Avec l’étude de l’art islamique et l’inspiration qu’elle trouve dans ces objets, la Maison Cartier va donc innover à la fois en termes de création mais aussi de technique pour se développer et atteindre la renommée internationale qu’elle connaît dans la première moitié du 20e siècle et jusqu’à aujourd’hui.
La première partie de l’exposition se termine ainsi et je commence la visite du second volet consacré aux formes inspirées des arts de l’Islam qui ont marqué les collections de la Maison. Je découvre alors une série de pièces qui ouvrent cette section qui regroupe plus particulièrement des créations originales imaginées par la Maison. Ces bijoux (colliers, devants de corsage, broches, diadème) sont de style "guirlande". Un style inspiré de ceux de Louis XV et Louis XVI, avec notamment des enroulements végétaux, et agrémenté ici d’une touche de modernité avec des motifs géométriques évoquant les dessins arabes et orientaux issus des collections islamiques de Cartier. Tout en diamants et platine, ces bijoux sont incroyables de brillance et de détails.
Au fil de l’exposition, je découvre d’autres formes d’inspirations qui prennent leur origine dans les arts de l’Islam et qui, par une adaptation moderne et talentueuse des dessinateurs et artisans de la Maison Cartier, deviennent de vrais chefs-d’œuvre de préciosité. Parmi les motifs, on retrouve ainsi:
Jeux de briques : des bijoux ornés d’une alternance de pierres colorées et non colorées, inspirés des décors architecturaux iraniens.

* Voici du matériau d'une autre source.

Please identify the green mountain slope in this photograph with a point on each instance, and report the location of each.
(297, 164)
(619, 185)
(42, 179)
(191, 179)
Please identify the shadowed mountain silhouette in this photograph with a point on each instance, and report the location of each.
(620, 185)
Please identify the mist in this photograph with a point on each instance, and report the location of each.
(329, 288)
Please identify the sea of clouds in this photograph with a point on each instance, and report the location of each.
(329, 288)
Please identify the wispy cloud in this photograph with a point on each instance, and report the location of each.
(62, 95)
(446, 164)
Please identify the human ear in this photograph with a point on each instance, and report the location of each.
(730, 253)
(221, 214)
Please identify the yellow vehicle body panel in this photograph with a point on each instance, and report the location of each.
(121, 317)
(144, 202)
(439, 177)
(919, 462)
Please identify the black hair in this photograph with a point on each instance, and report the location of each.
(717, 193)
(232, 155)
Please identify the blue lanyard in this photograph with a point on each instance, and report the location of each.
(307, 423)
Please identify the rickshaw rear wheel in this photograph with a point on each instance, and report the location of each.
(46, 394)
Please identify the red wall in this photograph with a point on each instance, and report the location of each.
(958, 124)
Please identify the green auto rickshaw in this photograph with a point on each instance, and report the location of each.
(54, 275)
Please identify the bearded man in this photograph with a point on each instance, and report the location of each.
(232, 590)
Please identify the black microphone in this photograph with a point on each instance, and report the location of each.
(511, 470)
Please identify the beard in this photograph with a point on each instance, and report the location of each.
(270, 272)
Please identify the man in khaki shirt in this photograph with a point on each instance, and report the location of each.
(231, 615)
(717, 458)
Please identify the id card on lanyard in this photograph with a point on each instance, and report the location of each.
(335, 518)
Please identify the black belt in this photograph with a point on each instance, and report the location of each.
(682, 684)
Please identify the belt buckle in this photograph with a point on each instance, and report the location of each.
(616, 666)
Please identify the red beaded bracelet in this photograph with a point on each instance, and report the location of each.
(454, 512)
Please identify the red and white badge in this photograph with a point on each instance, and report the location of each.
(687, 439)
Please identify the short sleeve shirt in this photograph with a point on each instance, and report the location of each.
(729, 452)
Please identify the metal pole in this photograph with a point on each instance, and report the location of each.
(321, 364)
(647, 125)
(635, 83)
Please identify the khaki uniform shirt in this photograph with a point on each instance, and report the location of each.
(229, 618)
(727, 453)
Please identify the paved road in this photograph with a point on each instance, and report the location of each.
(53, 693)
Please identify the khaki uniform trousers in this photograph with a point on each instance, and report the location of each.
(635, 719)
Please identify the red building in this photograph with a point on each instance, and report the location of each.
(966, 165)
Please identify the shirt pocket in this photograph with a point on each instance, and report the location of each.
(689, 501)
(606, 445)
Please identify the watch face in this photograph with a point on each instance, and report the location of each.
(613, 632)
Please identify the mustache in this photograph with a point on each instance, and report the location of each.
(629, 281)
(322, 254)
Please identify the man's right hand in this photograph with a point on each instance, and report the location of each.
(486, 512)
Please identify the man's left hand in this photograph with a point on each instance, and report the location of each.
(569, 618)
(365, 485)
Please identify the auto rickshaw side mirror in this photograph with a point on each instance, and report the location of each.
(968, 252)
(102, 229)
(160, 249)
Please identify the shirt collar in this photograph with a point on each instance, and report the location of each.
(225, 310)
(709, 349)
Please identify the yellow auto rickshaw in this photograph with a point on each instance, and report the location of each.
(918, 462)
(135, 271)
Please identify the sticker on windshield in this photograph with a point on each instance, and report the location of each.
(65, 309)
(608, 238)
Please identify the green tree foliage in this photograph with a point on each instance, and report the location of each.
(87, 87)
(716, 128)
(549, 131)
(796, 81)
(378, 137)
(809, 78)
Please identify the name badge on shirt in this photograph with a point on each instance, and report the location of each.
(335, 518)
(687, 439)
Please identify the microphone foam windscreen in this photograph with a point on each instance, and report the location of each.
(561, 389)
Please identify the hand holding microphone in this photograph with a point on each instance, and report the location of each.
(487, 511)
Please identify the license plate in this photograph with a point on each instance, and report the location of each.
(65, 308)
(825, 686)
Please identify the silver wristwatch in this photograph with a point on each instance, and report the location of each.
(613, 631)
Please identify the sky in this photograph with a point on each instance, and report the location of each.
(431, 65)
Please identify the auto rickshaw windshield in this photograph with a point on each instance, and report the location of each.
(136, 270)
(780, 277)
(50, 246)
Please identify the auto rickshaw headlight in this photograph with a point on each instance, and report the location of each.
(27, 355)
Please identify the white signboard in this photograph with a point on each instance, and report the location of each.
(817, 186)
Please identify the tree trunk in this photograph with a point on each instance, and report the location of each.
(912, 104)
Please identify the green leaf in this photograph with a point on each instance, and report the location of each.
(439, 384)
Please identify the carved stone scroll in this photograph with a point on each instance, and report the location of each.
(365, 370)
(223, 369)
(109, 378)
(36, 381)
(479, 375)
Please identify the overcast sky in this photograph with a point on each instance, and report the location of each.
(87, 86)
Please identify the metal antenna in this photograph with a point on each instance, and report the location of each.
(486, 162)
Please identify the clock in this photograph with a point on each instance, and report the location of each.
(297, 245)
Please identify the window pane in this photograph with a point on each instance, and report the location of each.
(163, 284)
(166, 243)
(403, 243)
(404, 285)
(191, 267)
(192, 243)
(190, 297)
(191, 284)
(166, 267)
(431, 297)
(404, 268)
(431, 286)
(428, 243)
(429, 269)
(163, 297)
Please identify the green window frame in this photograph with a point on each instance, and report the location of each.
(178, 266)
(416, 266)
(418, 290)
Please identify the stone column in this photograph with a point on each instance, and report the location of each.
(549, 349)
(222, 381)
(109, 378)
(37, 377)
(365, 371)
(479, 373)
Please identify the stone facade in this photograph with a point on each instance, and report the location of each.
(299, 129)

Textiles : des motifs inspirés de fragments de textiles iraniens du 17e siècle repris sur les objets et bijoux.
Le boteh : ce motif d’origine persane, apparu en Afghanistan dès le 9e siècle, a l’apparence d’une goutte à l’extrémité recourbée. On retrouve cette forme dans de nombreux bijoux Cartier, au début du 20e siècle comme dans une époque plus contemporaine.
Le motif « S » : le « S » est présent dans l’art islamique sous forme de nuages, notamment en Iran. On le retrouve par exemple sur des bordures de tapis. Il sera également repris chez Cartier.